Context:
The Supreme Court began hearing the case for marriage equality within the ambit of the Special Marriage Act.
Society’s view:
- A Bar Council of India resolution recently quoted a dubious survey on 99% of Indians being against marriage equality while more sober commentators argue that the society is not ready for what the petitioners seek.
Views of Earlier Instances:
- Former Member of Parliament, Vijaya Lakshmi Pandit, predicted that the law would not have many immediate takers but that an emancipated next generation.
- She conceived the civil union law as a calculated, rational decision where a freedom wilfully granted is better than a freedom that is ‘taken’.
- Former President, Dr.
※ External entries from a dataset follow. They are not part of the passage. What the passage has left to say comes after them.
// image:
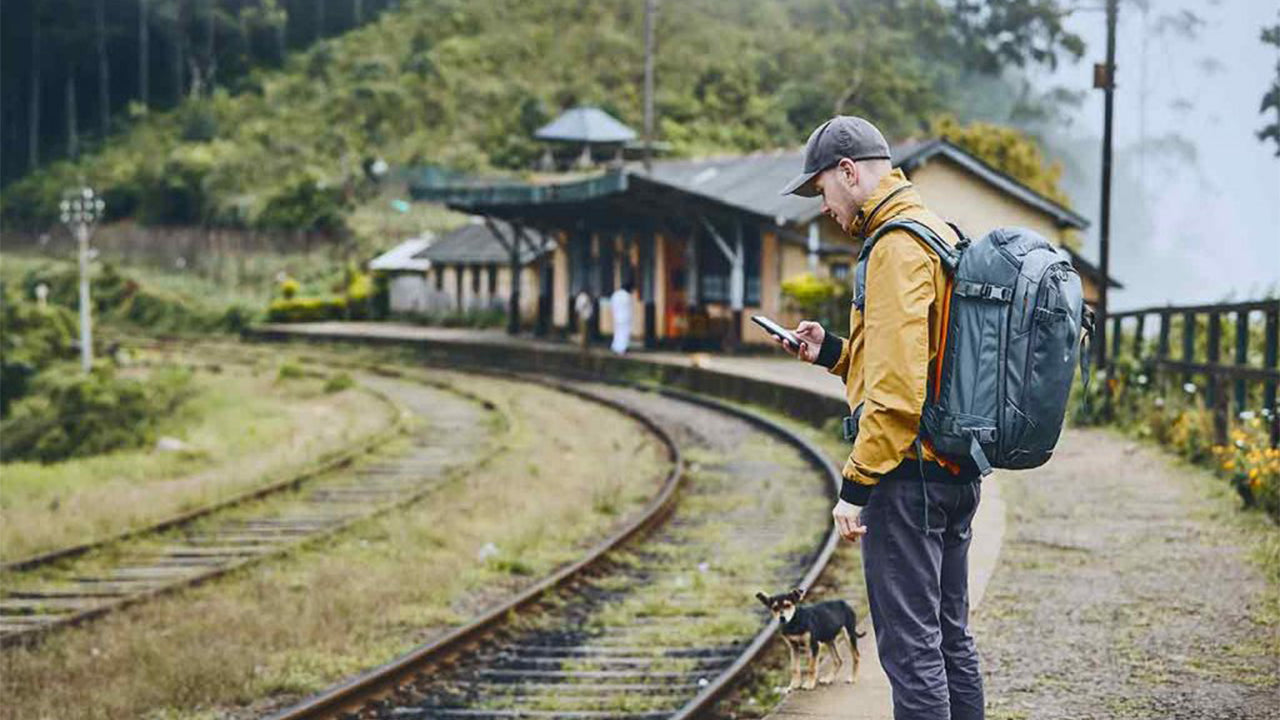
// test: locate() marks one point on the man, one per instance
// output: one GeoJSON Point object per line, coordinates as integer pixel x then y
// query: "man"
{"type": "Point", "coordinates": [585, 308]}
{"type": "Point", "coordinates": [917, 507]}
{"type": "Point", "coordinates": [620, 306]}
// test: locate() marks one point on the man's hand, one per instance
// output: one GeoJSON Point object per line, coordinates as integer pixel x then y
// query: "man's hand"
{"type": "Point", "coordinates": [848, 520]}
{"type": "Point", "coordinates": [810, 335]}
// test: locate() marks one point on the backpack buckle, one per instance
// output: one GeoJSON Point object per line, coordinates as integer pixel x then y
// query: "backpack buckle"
{"type": "Point", "coordinates": [849, 428]}
{"type": "Point", "coordinates": [996, 292]}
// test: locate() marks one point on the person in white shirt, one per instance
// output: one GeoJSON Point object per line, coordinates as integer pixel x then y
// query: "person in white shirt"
{"type": "Point", "coordinates": [620, 304]}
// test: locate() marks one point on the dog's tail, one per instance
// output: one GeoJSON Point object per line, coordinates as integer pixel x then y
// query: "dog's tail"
{"type": "Point", "coordinates": [851, 624]}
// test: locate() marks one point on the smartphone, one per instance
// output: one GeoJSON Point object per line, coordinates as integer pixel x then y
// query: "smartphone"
{"type": "Point", "coordinates": [776, 331]}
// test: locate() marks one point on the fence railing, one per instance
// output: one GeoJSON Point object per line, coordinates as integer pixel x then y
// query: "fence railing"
{"type": "Point", "coordinates": [1228, 382]}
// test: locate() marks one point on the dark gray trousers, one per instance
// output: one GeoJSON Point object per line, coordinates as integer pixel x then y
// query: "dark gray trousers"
{"type": "Point", "coordinates": [918, 587]}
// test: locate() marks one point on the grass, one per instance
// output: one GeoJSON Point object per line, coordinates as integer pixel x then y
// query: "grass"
{"type": "Point", "coordinates": [300, 623]}
{"type": "Point", "coordinates": [242, 428]}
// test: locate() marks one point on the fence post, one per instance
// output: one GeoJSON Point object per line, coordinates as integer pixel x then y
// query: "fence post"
{"type": "Point", "coordinates": [1188, 342]}
{"type": "Point", "coordinates": [1214, 393]}
{"type": "Point", "coordinates": [1137, 336]}
{"type": "Point", "coordinates": [1242, 355]}
{"type": "Point", "coordinates": [1162, 346]}
{"type": "Point", "coordinates": [1269, 393]}
{"type": "Point", "coordinates": [1115, 338]}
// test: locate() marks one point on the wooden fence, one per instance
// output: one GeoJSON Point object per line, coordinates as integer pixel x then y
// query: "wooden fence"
{"type": "Point", "coordinates": [1226, 382]}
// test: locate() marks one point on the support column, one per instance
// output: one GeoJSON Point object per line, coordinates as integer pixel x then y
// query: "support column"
{"type": "Point", "coordinates": [647, 274]}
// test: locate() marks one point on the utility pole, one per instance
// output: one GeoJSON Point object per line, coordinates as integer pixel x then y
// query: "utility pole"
{"type": "Point", "coordinates": [1104, 77]}
{"type": "Point", "coordinates": [81, 209]}
{"type": "Point", "coordinates": [650, 8]}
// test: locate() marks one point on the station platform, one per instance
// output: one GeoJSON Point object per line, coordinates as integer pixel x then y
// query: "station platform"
{"type": "Point", "coordinates": [869, 698]}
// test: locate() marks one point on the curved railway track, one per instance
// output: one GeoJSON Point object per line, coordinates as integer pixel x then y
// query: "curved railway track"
{"type": "Point", "coordinates": [657, 620]}
{"type": "Point", "coordinates": [72, 586]}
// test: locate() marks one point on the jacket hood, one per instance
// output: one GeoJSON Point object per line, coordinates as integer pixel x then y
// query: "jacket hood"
{"type": "Point", "coordinates": [892, 196]}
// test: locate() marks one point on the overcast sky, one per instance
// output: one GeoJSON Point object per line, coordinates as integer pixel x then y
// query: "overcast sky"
{"type": "Point", "coordinates": [1198, 227]}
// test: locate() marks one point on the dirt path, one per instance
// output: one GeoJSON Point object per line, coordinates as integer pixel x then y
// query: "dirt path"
{"type": "Point", "coordinates": [1125, 591]}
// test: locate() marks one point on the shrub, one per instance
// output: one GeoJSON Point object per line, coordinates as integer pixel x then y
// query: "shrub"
{"type": "Point", "coordinates": [122, 299]}
{"type": "Point", "coordinates": [289, 372]}
{"type": "Point", "coordinates": [821, 299]}
{"type": "Point", "coordinates": [1174, 415]}
{"type": "Point", "coordinates": [306, 310]}
{"type": "Point", "coordinates": [31, 337]}
{"type": "Point", "coordinates": [71, 414]}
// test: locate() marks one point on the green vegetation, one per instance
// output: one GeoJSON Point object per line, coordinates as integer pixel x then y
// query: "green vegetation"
{"type": "Point", "coordinates": [1175, 417]}
{"type": "Point", "coordinates": [464, 85]}
{"type": "Point", "coordinates": [1009, 151]}
{"type": "Point", "coordinates": [823, 299]}
{"type": "Point", "coordinates": [238, 429]}
{"type": "Point", "coordinates": [31, 337]}
{"type": "Point", "coordinates": [69, 414]}
{"type": "Point", "coordinates": [343, 605]}
{"type": "Point", "coordinates": [356, 304]}
{"type": "Point", "coordinates": [122, 300]}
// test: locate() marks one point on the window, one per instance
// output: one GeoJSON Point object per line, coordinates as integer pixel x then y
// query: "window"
{"type": "Point", "coordinates": [713, 267]}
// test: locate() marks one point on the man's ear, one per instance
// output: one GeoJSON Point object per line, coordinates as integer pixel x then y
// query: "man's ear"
{"type": "Point", "coordinates": [849, 173]}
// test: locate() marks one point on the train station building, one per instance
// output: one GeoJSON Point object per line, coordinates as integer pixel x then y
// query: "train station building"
{"type": "Point", "coordinates": [708, 242]}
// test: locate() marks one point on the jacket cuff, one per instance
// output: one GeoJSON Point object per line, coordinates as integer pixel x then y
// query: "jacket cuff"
{"type": "Point", "coordinates": [855, 492]}
{"type": "Point", "coordinates": [830, 351]}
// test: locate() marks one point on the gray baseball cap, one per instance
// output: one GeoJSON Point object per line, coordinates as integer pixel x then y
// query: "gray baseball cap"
{"type": "Point", "coordinates": [842, 136]}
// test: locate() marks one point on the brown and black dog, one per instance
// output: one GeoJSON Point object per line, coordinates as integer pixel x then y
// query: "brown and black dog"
{"type": "Point", "coordinates": [809, 629]}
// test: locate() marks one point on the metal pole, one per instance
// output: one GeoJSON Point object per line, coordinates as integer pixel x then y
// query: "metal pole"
{"type": "Point", "coordinates": [1105, 219]}
{"type": "Point", "coordinates": [86, 329]}
{"type": "Point", "coordinates": [650, 8]}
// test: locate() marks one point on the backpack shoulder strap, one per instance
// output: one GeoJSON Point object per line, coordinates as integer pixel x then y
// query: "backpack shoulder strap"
{"type": "Point", "coordinates": [947, 254]}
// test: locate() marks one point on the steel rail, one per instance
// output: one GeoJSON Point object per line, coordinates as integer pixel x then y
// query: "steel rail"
{"type": "Point", "coordinates": [362, 691]}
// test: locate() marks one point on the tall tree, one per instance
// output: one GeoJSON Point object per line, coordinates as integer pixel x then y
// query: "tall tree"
{"type": "Point", "coordinates": [104, 91]}
{"type": "Point", "coordinates": [179, 49]}
{"type": "Point", "coordinates": [1271, 99]}
{"type": "Point", "coordinates": [72, 131]}
{"type": "Point", "coordinates": [33, 108]}
{"type": "Point", "coordinates": [144, 54]}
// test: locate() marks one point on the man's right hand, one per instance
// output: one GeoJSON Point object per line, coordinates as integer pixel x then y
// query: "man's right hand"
{"type": "Point", "coordinates": [810, 335]}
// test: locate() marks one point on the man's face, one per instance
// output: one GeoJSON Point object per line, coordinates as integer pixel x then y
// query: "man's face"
{"type": "Point", "coordinates": [837, 186]}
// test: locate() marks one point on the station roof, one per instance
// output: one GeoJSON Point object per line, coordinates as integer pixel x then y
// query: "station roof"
{"type": "Point", "coordinates": [585, 124]}
{"type": "Point", "coordinates": [403, 256]}
{"type": "Point", "coordinates": [474, 244]}
{"type": "Point", "coordinates": [745, 183]}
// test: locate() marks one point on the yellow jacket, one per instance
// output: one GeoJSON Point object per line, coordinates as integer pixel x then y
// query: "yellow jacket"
{"type": "Point", "coordinates": [892, 347]}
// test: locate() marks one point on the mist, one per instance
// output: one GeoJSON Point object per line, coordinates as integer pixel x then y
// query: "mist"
{"type": "Point", "coordinates": [1196, 196]}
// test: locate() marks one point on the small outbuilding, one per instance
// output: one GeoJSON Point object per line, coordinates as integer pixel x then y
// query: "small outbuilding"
{"type": "Point", "coordinates": [407, 286]}
{"type": "Point", "coordinates": [471, 269]}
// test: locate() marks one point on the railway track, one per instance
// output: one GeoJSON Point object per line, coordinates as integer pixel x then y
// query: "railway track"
{"type": "Point", "coordinates": [90, 580]}
{"type": "Point", "coordinates": [657, 620]}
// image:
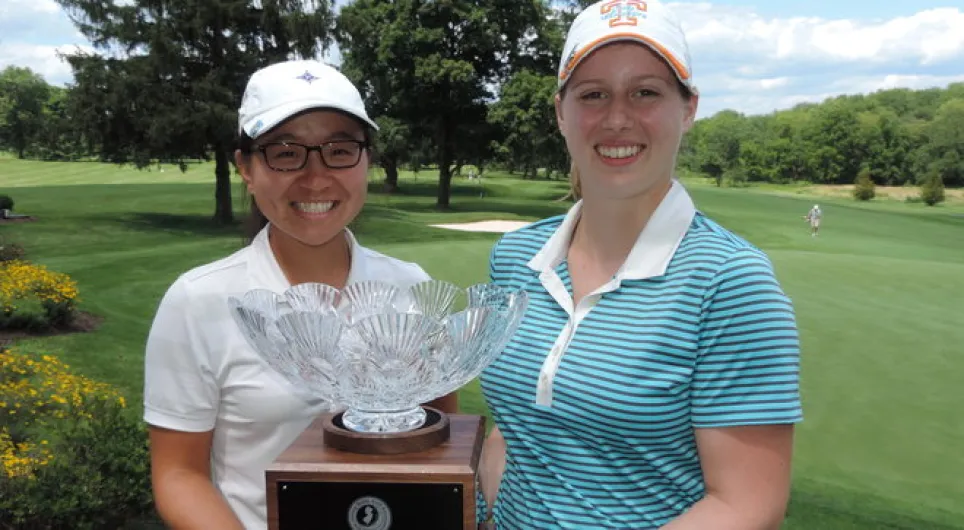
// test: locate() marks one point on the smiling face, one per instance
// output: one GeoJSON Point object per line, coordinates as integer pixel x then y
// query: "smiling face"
{"type": "Point", "coordinates": [311, 205]}
{"type": "Point", "coordinates": [623, 117]}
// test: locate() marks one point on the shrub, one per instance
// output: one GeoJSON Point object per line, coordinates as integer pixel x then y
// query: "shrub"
{"type": "Point", "coordinates": [72, 457]}
{"type": "Point", "coordinates": [864, 187]}
{"type": "Point", "coordinates": [932, 189]}
{"type": "Point", "coordinates": [32, 296]}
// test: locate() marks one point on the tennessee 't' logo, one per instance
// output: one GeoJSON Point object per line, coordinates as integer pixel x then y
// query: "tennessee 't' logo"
{"type": "Point", "coordinates": [623, 12]}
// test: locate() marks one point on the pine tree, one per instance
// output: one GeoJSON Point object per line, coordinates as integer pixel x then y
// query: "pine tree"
{"type": "Point", "coordinates": [932, 189]}
{"type": "Point", "coordinates": [864, 187]}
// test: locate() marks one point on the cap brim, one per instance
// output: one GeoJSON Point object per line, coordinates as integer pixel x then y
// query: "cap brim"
{"type": "Point", "coordinates": [270, 119]}
{"type": "Point", "coordinates": [675, 64]}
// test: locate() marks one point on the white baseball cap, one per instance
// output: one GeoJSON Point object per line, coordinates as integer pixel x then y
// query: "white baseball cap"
{"type": "Point", "coordinates": [648, 22]}
{"type": "Point", "coordinates": [281, 90]}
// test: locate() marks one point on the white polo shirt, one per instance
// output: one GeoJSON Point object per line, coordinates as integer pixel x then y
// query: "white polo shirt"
{"type": "Point", "coordinates": [200, 373]}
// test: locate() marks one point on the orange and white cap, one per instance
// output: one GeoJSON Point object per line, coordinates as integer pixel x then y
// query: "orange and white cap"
{"type": "Point", "coordinates": [648, 22]}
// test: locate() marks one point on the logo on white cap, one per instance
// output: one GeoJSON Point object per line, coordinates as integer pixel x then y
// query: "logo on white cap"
{"type": "Point", "coordinates": [277, 92]}
{"type": "Point", "coordinates": [623, 12]}
{"type": "Point", "coordinates": [308, 77]}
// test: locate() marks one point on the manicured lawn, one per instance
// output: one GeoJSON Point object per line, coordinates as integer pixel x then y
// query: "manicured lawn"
{"type": "Point", "coordinates": [879, 297]}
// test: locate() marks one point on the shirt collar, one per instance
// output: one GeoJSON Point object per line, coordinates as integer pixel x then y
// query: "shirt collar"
{"type": "Point", "coordinates": [653, 249]}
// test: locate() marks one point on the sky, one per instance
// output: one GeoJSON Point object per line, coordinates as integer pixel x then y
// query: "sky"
{"type": "Point", "coordinates": [752, 56]}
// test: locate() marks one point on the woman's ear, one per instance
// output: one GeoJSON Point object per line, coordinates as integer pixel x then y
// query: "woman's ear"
{"type": "Point", "coordinates": [557, 100]}
{"type": "Point", "coordinates": [243, 161]}
{"type": "Point", "coordinates": [692, 104]}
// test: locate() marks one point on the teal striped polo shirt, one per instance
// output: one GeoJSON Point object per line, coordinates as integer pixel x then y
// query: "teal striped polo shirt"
{"type": "Point", "coordinates": [598, 402]}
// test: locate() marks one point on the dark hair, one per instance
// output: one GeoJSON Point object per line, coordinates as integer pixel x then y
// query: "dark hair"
{"type": "Point", "coordinates": [255, 220]}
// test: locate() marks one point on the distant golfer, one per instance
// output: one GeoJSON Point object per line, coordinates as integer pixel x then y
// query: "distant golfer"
{"type": "Point", "coordinates": [814, 216]}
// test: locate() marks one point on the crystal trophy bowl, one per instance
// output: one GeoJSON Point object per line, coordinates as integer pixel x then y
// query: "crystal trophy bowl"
{"type": "Point", "coordinates": [377, 351]}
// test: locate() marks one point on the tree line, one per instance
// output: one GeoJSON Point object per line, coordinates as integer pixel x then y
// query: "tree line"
{"type": "Point", "coordinates": [453, 83]}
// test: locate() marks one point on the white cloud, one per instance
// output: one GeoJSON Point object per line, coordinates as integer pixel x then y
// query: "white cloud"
{"type": "Point", "coordinates": [42, 59]}
{"type": "Point", "coordinates": [929, 36]}
{"type": "Point", "coordinates": [756, 64]}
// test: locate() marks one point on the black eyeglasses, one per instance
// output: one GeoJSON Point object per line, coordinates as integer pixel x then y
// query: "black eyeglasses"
{"type": "Point", "coordinates": [290, 156]}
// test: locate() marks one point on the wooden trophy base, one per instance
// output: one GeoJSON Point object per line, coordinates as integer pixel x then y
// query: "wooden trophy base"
{"type": "Point", "coordinates": [313, 485]}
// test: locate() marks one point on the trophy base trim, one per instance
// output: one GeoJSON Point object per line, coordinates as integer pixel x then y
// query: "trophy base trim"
{"type": "Point", "coordinates": [435, 431]}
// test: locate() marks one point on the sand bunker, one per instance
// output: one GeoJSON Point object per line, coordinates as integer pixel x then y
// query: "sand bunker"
{"type": "Point", "coordinates": [486, 226]}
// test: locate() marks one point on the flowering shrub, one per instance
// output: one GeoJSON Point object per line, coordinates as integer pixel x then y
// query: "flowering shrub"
{"type": "Point", "coordinates": [71, 454]}
{"type": "Point", "coordinates": [27, 289]}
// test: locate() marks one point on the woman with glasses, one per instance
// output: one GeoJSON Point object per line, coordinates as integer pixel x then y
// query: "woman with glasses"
{"type": "Point", "coordinates": [217, 415]}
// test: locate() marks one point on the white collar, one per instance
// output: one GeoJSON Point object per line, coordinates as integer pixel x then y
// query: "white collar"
{"type": "Point", "coordinates": [653, 249]}
{"type": "Point", "coordinates": [275, 275]}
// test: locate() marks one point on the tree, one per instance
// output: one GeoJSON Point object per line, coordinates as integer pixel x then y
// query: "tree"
{"type": "Point", "coordinates": [434, 65]}
{"type": "Point", "coordinates": [24, 97]}
{"type": "Point", "coordinates": [169, 82]}
{"type": "Point", "coordinates": [932, 188]}
{"type": "Point", "coordinates": [716, 143]}
{"type": "Point", "coordinates": [864, 188]}
{"type": "Point", "coordinates": [943, 149]}
{"type": "Point", "coordinates": [526, 116]}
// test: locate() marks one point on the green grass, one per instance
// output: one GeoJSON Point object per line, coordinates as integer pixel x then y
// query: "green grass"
{"type": "Point", "coordinates": [878, 297]}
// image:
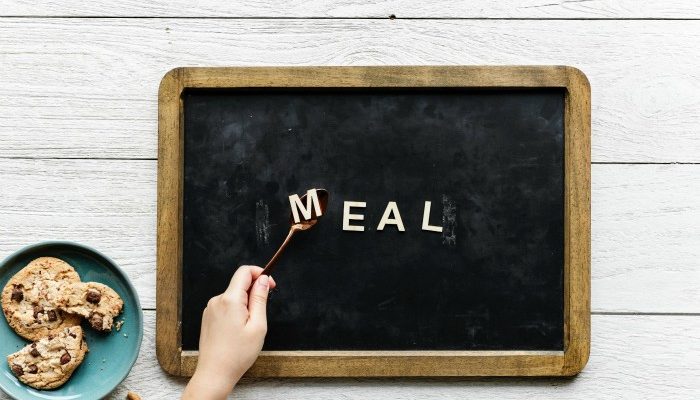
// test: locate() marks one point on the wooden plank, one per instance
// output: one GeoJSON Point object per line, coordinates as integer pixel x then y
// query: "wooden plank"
{"type": "Point", "coordinates": [108, 205]}
{"type": "Point", "coordinates": [645, 237]}
{"type": "Point", "coordinates": [632, 357]}
{"type": "Point", "coordinates": [95, 92]}
{"type": "Point", "coordinates": [360, 9]}
{"type": "Point", "coordinates": [645, 241]}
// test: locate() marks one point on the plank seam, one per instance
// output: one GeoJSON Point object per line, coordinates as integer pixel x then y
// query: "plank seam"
{"type": "Point", "coordinates": [390, 17]}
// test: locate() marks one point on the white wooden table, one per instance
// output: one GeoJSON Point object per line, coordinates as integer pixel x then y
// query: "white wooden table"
{"type": "Point", "coordinates": [78, 129]}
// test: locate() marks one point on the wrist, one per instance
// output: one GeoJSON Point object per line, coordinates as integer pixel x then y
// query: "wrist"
{"type": "Point", "coordinates": [205, 385]}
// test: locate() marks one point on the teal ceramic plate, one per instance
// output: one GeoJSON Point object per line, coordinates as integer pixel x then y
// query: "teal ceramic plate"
{"type": "Point", "coordinates": [111, 355]}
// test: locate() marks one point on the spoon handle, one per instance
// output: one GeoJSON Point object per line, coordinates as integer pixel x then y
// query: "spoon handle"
{"type": "Point", "coordinates": [271, 264]}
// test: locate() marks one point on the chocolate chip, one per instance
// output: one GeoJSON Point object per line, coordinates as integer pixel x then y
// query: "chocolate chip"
{"type": "Point", "coordinates": [96, 321]}
{"type": "Point", "coordinates": [38, 310]}
{"type": "Point", "coordinates": [93, 296]}
{"type": "Point", "coordinates": [17, 370]}
{"type": "Point", "coordinates": [17, 294]}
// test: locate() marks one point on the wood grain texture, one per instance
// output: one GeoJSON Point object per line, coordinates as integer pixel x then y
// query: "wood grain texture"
{"type": "Point", "coordinates": [577, 221]}
{"type": "Point", "coordinates": [645, 241]}
{"type": "Point", "coordinates": [636, 357]}
{"type": "Point", "coordinates": [359, 9]}
{"type": "Point", "coordinates": [87, 87]}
Rajendra Prasad, had bitterly opposed the Hindu Code Bill in his private correspondence with Jawaharlal Nehru because he believed that the measure was forcing something on a vast majority, because some people — according to him, a small, likely microscopic minority — considered it a right.
Such a step will reaffirm rights as a whole:
- Social transformations are not easy and laws, in a vacuum, are unlikely to disrupt the lives of ‘vast majorities’.
- Some citizens may not be prepared for marriage equality, just as some are not open to inter-caste and inter-community marriages but, as Pandit had argued in 1954, the law should hold out more potential than the public imagination allows for and should be aimed at improving the lives of the more marginalised.
- Affording rights to a sexual minority — even if it is a minority — reaffirms the rights of the citizenry as a whole.